The information in the emergency plans and procedures must be made available to the emergency services to allow them to develop their own plans if necessary. Providing information, instruction and training for employees

Employees must be provided with relevant information, instructions and training. This includes:

  • the dangerous substances present in the workplace and the risks they present including access to any relevant safety data sheets and information on any other legislation that applies to the dangerous substance;
  • the findings of the risk assessment and the control measures put in place as a result (including their purpose and how to follow and use them);
  • emergency procedures.

Information, instruction and training need only be provided to other people (non-employees) where it is required to ensure their safety. It should be in proportion to the level and type of risk.

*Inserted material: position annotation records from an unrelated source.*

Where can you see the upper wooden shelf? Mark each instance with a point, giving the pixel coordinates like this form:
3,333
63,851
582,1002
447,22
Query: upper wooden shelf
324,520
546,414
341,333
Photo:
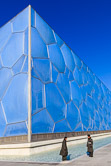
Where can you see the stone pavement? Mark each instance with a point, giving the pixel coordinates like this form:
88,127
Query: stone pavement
102,157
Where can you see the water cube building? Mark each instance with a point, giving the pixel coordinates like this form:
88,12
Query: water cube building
44,86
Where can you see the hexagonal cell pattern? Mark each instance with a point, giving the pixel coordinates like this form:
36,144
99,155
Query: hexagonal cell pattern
75,98
13,76
66,94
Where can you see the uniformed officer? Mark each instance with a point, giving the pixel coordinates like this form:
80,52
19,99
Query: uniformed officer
90,146
64,150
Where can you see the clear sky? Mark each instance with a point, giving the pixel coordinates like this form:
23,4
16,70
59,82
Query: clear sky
85,25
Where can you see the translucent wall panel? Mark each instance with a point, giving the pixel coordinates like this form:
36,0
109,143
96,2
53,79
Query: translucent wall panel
13,77
64,89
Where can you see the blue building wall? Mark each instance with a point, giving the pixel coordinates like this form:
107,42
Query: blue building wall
66,94
14,76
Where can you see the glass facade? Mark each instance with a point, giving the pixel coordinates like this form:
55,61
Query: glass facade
66,94
14,76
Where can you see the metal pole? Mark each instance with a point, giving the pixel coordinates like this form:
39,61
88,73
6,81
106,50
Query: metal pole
29,77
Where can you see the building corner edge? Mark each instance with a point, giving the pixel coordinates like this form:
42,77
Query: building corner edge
29,78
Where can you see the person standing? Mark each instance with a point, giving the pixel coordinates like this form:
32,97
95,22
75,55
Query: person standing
64,150
90,146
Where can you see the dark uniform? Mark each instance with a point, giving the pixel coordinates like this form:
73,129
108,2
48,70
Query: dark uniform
90,147
64,150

The contents of pipes, containers, etc must be identifiable to alert employees and others to the presence of dangerous substances. If the contents have already been identified in order to meet the requirements of other law, this does not need to be done again under DSEAR. For example natural gas systems for domestic purposes such as the provision of heating and hot water in offices or canteens need not be considered under DSEAR since these are covered under the relevant (and more prescriptive) gas installation codes.

Places where explosive atmospheres may occur ('ATEX' requirements)

DSEAR places additional duties on employers where potentially explosive atmospheres may occur in the workplace. These duties include:

  • identifying and classifying (zoning) areas where potentially explosive atmospheres may occur (refer to Hazardous Area Classification Section in Appendix 2);

  • controlling ignition sources in zoned areas, in particular those from electrical and mechanical equipment (refer to Selection of Equipment Section in Appendix 2);

  • where necessary, identifying the entrances to zoned areas;

  • providing appropriate anti-static clothing for employees (refer to Control of Ignition Sources section in Appendix 2);

  • before they come into operation, verifying the overall explosion protection safety of areas where explosive atmospheres may occur i.e. ensure that someone competent has reviewed the DSEAR assessment.